Sayın Symbol ve Sayın Selim’in bu başlık altında dediklerine pek bir diyeceğim yoksa da, aslında ikisinin sözünü ettiği durumlar biraz farklı. Sayın Symbol insanların kafa yapısından söz ediyor, Sayın Selim ise konuyu ülkemizdeki toplumsal yapıya çekiyor. Aynı şeyden söz etmeseler de, her ikisinin dediğine katılırım.

Ben ise bu başlık altında Sayın Metatron’un ikinci iletisinin sonrasına geçmek dileğindeyim. Orada Sayın Metatron “laiklik devletin emniyet sübabıdır” demiş ve sonra “Eğer devletin yapısında dinlere karşı tarafsızlığı ortadan kaldırırsanız, aslında devletin değil yönetime gelen hükümetin tarafında, inanışlarında bir yapıyı devlet anlayışı olarak benimsemiş olursunuz.” sözünü eklemişti.

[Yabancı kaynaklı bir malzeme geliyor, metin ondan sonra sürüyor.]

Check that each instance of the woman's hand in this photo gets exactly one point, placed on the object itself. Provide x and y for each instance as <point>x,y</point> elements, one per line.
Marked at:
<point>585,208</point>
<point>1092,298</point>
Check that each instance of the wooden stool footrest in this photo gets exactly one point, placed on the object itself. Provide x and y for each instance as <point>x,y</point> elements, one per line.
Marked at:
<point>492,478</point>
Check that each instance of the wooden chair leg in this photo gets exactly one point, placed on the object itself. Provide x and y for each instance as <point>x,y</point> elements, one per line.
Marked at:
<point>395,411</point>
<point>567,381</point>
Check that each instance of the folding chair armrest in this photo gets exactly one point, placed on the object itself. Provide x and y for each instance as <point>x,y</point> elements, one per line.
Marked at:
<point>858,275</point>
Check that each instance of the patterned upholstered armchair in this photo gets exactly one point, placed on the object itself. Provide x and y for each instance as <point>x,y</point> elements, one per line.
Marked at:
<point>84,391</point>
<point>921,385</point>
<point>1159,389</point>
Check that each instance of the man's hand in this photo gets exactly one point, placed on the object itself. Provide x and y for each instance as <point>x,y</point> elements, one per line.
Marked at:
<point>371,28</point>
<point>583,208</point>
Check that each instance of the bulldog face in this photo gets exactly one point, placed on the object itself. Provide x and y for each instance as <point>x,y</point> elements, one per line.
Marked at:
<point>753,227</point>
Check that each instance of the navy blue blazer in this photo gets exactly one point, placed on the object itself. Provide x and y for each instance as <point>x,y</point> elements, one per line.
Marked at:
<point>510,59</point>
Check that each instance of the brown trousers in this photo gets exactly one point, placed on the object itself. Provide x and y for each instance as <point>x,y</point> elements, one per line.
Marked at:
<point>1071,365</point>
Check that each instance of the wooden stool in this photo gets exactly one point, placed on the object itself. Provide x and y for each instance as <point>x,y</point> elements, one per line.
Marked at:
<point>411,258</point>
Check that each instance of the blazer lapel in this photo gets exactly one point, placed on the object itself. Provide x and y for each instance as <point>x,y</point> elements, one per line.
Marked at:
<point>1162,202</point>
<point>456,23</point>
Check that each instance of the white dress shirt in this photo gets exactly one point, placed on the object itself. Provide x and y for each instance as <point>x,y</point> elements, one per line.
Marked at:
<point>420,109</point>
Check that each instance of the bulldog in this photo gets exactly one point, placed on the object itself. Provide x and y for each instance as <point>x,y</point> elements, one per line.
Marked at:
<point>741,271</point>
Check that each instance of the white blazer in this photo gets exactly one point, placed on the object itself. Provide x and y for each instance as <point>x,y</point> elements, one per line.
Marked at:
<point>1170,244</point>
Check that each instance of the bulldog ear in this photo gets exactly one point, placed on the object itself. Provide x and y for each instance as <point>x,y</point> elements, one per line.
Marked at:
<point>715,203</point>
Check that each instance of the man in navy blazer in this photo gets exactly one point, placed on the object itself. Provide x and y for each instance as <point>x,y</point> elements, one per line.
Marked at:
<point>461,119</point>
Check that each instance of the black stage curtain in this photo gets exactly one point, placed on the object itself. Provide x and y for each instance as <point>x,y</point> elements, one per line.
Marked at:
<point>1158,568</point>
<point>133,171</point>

Nitekim bizim ülkemizde görüldüğü üzere öyle oluyor ama işte o emniyet sübabı ortalıkta yok.

Sayın Metatron daha sonra “Dinler ve inanışlar devletin korumasında ama aynı zamandan bağımsız kendi iç dinamikleri ile devletin yön göstermesine ihtiyaç duymadan yaşamalıdır.” demişti.

Bu deyişinde de haklı. Ancak bizim ülkemizde hiç de öyle değil.

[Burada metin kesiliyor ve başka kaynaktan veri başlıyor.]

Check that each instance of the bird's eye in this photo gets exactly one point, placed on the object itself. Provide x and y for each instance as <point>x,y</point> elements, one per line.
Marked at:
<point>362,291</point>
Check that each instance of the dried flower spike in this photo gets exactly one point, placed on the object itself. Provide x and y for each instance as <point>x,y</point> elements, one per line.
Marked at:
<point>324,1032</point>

Sayın Metatron istediği kadar “Devlet sadece koruma ve sahip olduğu kaynaklardan din ve inanışların eşit yararlanmasını sağlamakla görevli olmalıdır.” desin… İktidar oralı olmadığı sürece kendi öngördüğü dinden yana görevler edinip, onları da kendi öngördüğü tarzda yerine getirme gayretinde olacaktır. Nitekim öyle oluyor ne yazık ki.

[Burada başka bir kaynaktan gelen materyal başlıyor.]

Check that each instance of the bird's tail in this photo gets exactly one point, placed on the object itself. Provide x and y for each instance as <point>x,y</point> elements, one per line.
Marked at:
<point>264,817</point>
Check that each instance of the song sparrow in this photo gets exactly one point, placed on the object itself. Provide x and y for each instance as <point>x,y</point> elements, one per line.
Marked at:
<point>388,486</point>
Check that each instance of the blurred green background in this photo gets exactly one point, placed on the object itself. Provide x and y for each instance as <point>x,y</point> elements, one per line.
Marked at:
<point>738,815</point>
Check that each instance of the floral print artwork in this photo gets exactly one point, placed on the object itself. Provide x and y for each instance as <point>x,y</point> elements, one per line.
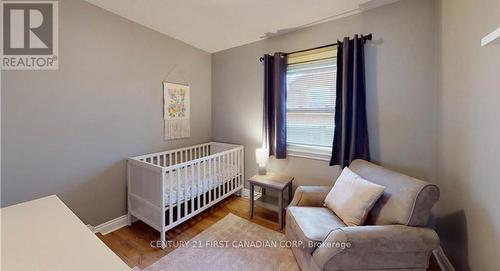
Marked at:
<point>177,103</point>
<point>176,111</point>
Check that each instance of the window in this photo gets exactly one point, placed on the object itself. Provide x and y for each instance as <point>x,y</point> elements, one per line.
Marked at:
<point>311,81</point>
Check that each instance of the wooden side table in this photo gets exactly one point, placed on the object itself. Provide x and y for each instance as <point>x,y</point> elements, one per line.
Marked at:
<point>271,181</point>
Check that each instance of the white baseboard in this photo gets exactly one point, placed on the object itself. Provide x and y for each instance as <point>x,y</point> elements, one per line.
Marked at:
<point>110,226</point>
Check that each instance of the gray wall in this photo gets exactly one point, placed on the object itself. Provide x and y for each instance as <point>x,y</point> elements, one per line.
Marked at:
<point>67,132</point>
<point>401,87</point>
<point>469,132</point>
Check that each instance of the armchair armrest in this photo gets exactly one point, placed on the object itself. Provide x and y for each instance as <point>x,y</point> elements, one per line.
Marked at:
<point>386,238</point>
<point>310,196</point>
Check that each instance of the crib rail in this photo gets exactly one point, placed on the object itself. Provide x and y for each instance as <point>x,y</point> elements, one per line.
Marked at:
<point>185,182</point>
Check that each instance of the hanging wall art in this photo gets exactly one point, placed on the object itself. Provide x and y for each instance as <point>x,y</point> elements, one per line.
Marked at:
<point>176,110</point>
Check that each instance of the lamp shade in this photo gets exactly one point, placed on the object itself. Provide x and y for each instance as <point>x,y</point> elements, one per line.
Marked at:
<point>261,156</point>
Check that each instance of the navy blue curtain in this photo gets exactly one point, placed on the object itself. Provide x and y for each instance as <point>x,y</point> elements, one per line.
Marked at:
<point>274,128</point>
<point>350,140</point>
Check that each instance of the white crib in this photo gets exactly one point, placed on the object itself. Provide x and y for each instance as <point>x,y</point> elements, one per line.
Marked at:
<point>167,188</point>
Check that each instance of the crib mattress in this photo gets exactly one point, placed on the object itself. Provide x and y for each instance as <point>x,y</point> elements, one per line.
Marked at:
<point>197,183</point>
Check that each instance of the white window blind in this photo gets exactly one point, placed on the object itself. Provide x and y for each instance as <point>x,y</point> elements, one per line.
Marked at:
<point>311,81</point>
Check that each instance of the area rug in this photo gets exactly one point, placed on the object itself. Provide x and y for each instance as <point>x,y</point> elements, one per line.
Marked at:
<point>233,243</point>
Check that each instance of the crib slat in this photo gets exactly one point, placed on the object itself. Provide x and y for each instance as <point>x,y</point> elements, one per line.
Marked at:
<point>199,186</point>
<point>170,208</point>
<point>210,180</point>
<point>205,180</point>
<point>193,188</point>
<point>233,176</point>
<point>185,190</point>
<point>178,192</point>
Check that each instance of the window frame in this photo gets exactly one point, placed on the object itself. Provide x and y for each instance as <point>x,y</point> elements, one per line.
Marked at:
<point>302,150</point>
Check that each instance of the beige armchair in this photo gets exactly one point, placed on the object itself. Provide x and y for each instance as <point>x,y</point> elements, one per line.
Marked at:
<point>394,237</point>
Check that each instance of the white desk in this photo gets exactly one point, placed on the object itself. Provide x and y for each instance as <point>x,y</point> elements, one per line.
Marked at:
<point>44,235</point>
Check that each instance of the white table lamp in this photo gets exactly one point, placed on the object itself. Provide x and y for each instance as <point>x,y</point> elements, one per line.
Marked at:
<point>261,158</point>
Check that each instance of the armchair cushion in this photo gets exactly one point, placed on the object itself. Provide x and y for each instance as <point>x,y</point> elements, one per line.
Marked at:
<point>312,225</point>
<point>386,246</point>
<point>406,200</point>
<point>352,197</point>
<point>313,196</point>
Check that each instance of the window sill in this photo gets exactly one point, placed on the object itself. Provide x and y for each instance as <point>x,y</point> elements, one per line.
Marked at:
<point>309,152</point>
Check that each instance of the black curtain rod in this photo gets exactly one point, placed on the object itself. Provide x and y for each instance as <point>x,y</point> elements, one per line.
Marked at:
<point>365,38</point>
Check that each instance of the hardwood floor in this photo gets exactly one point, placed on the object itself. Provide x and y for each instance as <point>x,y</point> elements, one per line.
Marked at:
<point>132,244</point>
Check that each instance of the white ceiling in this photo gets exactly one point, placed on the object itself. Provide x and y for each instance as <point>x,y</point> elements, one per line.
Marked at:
<point>215,25</point>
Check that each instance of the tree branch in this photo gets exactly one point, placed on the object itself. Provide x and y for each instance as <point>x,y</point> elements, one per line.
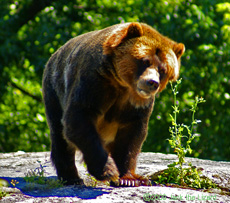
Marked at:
<point>37,98</point>
<point>26,13</point>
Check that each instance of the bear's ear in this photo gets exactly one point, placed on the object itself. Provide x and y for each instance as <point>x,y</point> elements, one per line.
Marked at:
<point>120,34</point>
<point>179,50</point>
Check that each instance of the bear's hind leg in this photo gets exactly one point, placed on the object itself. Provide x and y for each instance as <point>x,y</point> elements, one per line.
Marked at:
<point>62,155</point>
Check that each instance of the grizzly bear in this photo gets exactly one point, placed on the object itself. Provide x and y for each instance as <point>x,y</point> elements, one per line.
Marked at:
<point>99,91</point>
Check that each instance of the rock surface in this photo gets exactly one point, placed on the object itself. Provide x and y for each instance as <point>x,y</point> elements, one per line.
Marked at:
<point>14,166</point>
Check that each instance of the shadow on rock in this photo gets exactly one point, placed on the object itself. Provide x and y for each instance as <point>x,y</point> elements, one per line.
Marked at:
<point>41,190</point>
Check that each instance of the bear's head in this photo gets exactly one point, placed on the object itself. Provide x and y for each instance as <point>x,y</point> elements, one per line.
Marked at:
<point>143,59</point>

Sonrasında Sayın Metatron tüm semavi dinlerin saygı ve hoşgörü temelli olduğunu söylüyorsa da, her nasılsa o dediği saygı ve hoşörüyü semavi dinlerden çok semavi olmayan dinlerde izleyebiliyoruz. Demek ki teoride öyle olması gerekiyor ama pratikte hiç de öyle değil. (Burada Sayın Metatron hoşgörü sözcüğünü “tolerans” anlamına gelmek üzere kullanıyor. Fakat semavi dinlerin pratiğinde başka inanış ve düşünülere tolerans yani tahammül olmayışının yanı sıra, hoşgörü yani müsahama da zor görülüyor.)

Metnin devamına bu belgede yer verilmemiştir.